HSU Sets Up New Audible Alert System

Humboldt State University is installing a custom-designed audible alert, voice-warning and strobe light system to ensure the maximum numbers of people on campus are notified in the event of an emergency.

The $200,000 network, to be tested this fall, comprises speakers and strobe lights at the Behavioral and Social Sciences Building, Harry Griffith Hall, Jolly Giant Commons, Redwood Bowl, the Theatre Arts building and University Center.

The new loudspeakers have been matched acoustically to HSU’s topography and building layout by professional audio engineers who previously devised systems for Disneyland and U.S. Navy installations at Pearl Harbor. Humboldt State’s version covers 100 percent of the campus with alert tones—a distinct warbling sound—and 60 percent of it with intelligible voice warnings.

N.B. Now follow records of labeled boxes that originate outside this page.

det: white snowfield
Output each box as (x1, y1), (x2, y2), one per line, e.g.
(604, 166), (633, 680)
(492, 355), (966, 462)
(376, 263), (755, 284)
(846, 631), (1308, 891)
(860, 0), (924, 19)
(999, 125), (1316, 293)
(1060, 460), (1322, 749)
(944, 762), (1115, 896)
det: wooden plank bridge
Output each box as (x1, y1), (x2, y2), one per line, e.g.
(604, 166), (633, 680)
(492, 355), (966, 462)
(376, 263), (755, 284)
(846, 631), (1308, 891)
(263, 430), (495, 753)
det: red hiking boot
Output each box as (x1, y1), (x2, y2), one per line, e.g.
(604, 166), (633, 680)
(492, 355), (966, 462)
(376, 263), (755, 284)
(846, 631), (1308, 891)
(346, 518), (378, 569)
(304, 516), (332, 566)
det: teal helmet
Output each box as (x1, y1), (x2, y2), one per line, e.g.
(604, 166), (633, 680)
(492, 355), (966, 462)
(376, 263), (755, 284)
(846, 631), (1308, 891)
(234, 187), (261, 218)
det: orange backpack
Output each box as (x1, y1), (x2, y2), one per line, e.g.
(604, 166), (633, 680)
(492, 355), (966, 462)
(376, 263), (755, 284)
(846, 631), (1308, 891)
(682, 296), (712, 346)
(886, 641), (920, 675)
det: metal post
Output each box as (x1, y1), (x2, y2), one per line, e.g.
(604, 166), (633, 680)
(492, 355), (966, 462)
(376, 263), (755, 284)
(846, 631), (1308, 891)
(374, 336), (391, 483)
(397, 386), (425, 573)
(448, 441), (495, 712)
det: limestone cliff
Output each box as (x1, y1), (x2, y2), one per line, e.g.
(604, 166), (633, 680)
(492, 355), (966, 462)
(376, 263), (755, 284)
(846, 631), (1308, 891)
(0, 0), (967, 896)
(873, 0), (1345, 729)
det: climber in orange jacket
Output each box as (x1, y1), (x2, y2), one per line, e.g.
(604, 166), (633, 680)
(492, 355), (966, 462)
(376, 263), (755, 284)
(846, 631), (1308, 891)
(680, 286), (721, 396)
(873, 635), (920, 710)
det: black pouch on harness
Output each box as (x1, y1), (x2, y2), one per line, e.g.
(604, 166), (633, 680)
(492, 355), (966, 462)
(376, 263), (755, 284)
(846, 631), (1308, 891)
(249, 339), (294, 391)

The new audio system takes into account the physics of sound waves and echoes on campus terrain. It eliminates reliance on the Clock Tower bells in the Quad, which could not be heard in many parts of the campus. The bells will now serve as backup.

Loudspeaker coverage also extends to the interiors of Fulkerson Recital Hall, the Student Health Center, the Theatre Arts building (including Van Duzer auditorium) and the Associated Student spaces that adjoin the Quad. Audiences attending concerts with their cell phones off will hear an indoor alert tone and audible message. Amplification systems in those venues will be co-opted by the computerized loudspeaker-control system.

The audible alert network complies with a federal law requiring immediate notice of an imminent threat. The law is a response to the 2007 Virginia Tech massacre in Blacksburg, Va., the deadliest peacetime shooting by a single gunman in U.S. history, on or off-campus. Many public universities across the country, and most CSU campuses, have either installed or are installing such systems to comply with the congressional mandate.

The new system supplements Humboldt State’s dedicated emergency alert Web page, cell phone text messaging, announcements on KHSU-FM 90.5, updates at 707/826-INFO and emergency alert sandwich boards set up temporarily at various points around campus.

“The Web page is always the best source for emergency information, but behavioral research shows that a multi-layered system is essential,” University Police Chief Thomas Dewey said. “It takes multiple warnings—say a fire alarm, the smell of smoke, plus someone yelling ‘fire!’—to alter most people’s behavior. That’s why, for example, we’re including strobe lights, so that drivers arriving on campus have a confirming signal when they get out of their cars and hear the alert tone.”

Dewey said the purpose of the varied alerts is “to create a university culture in which people automatically go to the Web for details immediately after receiving a text message, hearing the alert sound or voice message, or seeing a strobe.”

Depending on grant funding, phase two of the loudspeaker project will add four buildings and interior alert systems. One interior system, for example, will piggyback on the fire alarm network in the Kinesiology and Athletics Building.

Also this fall, HSU has started a new online workshop called Emergency Management Orientation that introduces new university employees to preparedness plans and procedures. The interactive program is broken into four segments that the user can start and stop at will. Each segment begins with a video vignette hosted by Dewey and other emergency personnel, who set the stage for the concise training information that follows. Dewey is joined by HSU emergency coordinator Jan Marnell and members of the Arcata Fire Protection District.

“Because the program was created and produced on the HSU campus, it has an engaging local feel, but it also conveys important standardized concepts that have been adopted across California and the nation,” Dewey said.

The online workshop, which helps the campus meet CSU training mandates, is posted at http://training.humboldt.edu.

Learning Technologist Colby Smart, the program’s designer, said the orientation is designed to be as interactive and convenient as possible. “We’ve made the program a distillation of important emergency information, an introductory course consisting of the essentials,” Smart said.